In terms of characters, Daredevil made the biggest impression on me. Wally Wood's lively rendition of the Sub-Mariner beating the living hell out of Daredevil for a dozen pages, and Daredevil refusing to give up the fight, is legendary (originally published in Daredevil 7). From the moment I read that story, Daredevil was, and continues to be, my favorite superhero. I remember pretending to be superheroes with my brother a few times after that (playing characters either pulled straight from this book or other, more ever-present, characters like Batman and Superman), and when I'd play as Daredevil I'd close my eyes, trying to figure out if I could fight crime just by using my sense of hearing. The Daredevil story in the Holiday Grab-Bag makes it clear, through Matt Murdock's interaction with his partner, Foggy Nelson, and his secretary, Karen Page, that he's blind, but I wasn't able to interpret, from Daredevil's fight with the Sub-Mariner, how exactly his powers worked. (Of course, if I had been reading the current issues of Daredevil at the time, Frank Miller's visual depictions of Daredevil's radar-sense would have made it much more clear to me.)

In terms of story, it's the one starring the Black Widow that made the biggest impression on me (from Amazing Adventures 5). From Gene Colon's frightening depiction of the crazy-eyed cult leader and his sinister plan to rob a blood bank (whatever that is--my eight-year-old self wondered) to Natasha Romanoff's tearful failure to save the troubled kid's life at the end of the story, it was extremely affecting.

It also contains one panel that my brother and I found hilarious. As the Black Widow fights a couple of thugs, one of them hits her in the face. Now, don't get me wrong, it's not the violence against women we found funny, but the thug's line in that panel: "S'funny, Widow-woman!" Here, we had stumbled upon one of the major limitations of comic book dialogue in the '70s and '80s (perhaps imposed, indirectly, by the Comics Code Authority), where the author would struggle to make his adult characters sound tough by using completely unobjectionable language. And sometimes (often, in fact) it sounded ridiculous. "S'funny, Widow-woman!" became a catchphrase of ours for years afterward, and it still makes me laugh when I think about it.

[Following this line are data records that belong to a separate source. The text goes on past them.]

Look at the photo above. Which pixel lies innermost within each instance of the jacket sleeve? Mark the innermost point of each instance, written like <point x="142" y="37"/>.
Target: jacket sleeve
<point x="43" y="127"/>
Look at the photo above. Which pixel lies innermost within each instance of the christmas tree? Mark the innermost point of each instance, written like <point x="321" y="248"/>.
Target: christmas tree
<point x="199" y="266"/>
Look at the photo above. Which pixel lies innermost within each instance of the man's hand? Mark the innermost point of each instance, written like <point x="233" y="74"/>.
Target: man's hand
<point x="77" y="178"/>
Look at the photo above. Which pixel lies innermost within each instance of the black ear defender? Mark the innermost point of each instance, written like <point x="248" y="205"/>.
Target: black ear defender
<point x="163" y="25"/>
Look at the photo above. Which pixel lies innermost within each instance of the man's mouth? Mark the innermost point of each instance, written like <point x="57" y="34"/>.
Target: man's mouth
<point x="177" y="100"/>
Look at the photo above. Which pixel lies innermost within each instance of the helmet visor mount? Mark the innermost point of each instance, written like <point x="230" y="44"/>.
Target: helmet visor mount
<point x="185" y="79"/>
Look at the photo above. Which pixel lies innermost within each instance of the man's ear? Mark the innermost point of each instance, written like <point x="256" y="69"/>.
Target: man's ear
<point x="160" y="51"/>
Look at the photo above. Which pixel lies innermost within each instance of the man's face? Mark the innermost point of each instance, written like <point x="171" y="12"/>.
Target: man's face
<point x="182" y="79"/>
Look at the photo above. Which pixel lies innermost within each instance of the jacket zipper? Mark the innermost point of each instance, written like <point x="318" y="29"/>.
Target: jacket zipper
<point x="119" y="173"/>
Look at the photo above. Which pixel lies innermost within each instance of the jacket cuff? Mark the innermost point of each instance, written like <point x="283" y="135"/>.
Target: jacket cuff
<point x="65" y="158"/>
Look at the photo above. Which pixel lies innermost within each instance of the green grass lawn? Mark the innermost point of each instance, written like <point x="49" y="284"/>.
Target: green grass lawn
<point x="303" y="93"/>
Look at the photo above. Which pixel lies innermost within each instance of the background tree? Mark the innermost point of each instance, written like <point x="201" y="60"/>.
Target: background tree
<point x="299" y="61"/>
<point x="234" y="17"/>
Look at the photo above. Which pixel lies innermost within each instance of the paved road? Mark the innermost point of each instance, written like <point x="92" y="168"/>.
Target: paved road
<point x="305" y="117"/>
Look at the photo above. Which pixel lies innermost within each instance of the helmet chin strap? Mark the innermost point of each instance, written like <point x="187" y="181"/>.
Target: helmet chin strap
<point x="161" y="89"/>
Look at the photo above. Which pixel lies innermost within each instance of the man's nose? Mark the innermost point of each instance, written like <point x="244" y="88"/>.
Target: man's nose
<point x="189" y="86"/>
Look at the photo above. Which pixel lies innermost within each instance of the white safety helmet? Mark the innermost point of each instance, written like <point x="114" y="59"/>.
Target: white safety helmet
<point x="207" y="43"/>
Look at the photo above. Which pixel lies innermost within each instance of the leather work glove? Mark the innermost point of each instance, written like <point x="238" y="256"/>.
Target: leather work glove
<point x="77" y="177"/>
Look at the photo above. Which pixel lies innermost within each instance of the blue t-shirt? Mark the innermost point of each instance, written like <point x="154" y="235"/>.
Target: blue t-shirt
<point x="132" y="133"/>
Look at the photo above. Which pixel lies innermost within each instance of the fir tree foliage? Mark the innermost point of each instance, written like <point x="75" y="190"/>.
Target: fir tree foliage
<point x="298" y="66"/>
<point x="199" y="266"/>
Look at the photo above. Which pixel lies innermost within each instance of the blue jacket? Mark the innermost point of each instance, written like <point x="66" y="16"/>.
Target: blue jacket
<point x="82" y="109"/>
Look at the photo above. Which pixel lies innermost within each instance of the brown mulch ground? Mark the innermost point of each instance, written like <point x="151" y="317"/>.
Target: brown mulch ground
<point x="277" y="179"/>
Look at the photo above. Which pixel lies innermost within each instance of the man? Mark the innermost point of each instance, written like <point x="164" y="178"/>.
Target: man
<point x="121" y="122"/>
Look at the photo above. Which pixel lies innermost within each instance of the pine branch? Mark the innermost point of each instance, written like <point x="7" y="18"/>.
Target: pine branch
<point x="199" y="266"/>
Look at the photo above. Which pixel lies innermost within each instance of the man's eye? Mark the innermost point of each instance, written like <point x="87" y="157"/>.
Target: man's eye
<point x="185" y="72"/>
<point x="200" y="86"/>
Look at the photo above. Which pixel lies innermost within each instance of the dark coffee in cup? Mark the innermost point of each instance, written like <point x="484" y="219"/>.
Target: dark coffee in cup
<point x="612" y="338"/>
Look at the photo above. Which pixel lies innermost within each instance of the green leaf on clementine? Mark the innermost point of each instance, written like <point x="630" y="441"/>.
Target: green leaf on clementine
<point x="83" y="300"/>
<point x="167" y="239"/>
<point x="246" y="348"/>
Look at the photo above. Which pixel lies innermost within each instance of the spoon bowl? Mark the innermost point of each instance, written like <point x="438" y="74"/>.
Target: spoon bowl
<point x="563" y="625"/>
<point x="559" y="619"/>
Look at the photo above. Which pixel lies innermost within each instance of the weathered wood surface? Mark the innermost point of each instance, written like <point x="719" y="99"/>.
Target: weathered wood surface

Less interesting to me than Daredevil and the Black Widow were the two reprints at the end of the book (from Fantastic Four 25 and 26), which featured the Fantastic Four and the Avengers fighting the Hulk. The B-list Marvel characters were the ones that most appealed to me, and this appeal continued when I began reading Marvel comic books in earnest five years later. As I mentioned in my first post, superheroes just didn't do it for me in those days. I was an Archie fan--but the Holiday Grab-Bag provided me with a tantalizing first look at the characters I would later become far more familiar with.

My brother's copy of the Holiday Grab-Bag eventually disappeared. I distinctly remember the first page having been ripped out of the book and ending up in his trashcan (a testament to my brother's eventual, complete disinterest in comics). I did rescue it, tape it back together, and return it to its rightful place for him, but the book was gone a few years later. I recently bought my own second-hand copy on eBay, to relive my first experience with Marvel superheroes.